Overall flu shot coverage has continued to increase among all healthcare workers, officials from the Centers for Disease Control and Prevention and the National Foundation for Infectious Diseases shared Thursday during a press conference. Long-term care workers showed an especially notable increase in vaccination rates, reaching 69% during the 2015-2106 flu season, compared to 64% the previous season.

That increase is an encouraging trend for a group of workers that cares for some of the country’s frailest patients, said CDC Director Tom Frieden, M.D., M.P.H.

“This is progress, but it still leaves too many unprotected from flu,” Frieden added. “The more people who get vaccinated, the fewer preventable illnesses, hospitalizations and deaths from flu we will see in the coming months.”

Older adults had the most significant decreases in vaccination rates over the last flu season, the CDC reported. Rates for those over the age of 65 dropped 3.3 percentage points to 63.4%. Meanwhile, the vaccination rate dropped 3.4 percentage points to 43.6% of adults between ages 50 and 64.

Officials didn’t give reasons why the rates decreased, but noted that the drops are “concerning” since seniors are disproportionately affected by the flu.

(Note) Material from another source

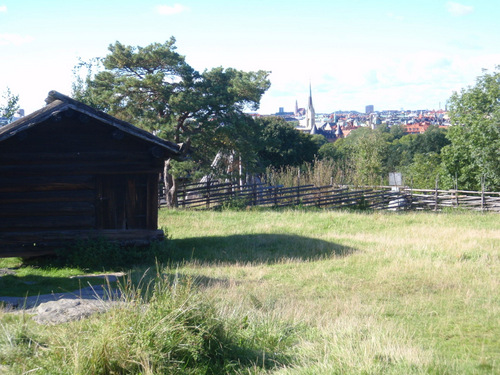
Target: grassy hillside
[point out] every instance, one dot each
(311, 292)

“During the severe 2014-2015 season, more than three-quarters of the nearly one million people hospitalized due to influenza were age 65 years and older,” said William Schaffner, M.D., medical director for the NFID. “Vaccination not only reduces the chance that older adults will get the flu, it can help keep them out of the hospital by reducing the severity of the infection and related complications if they do get the flu.”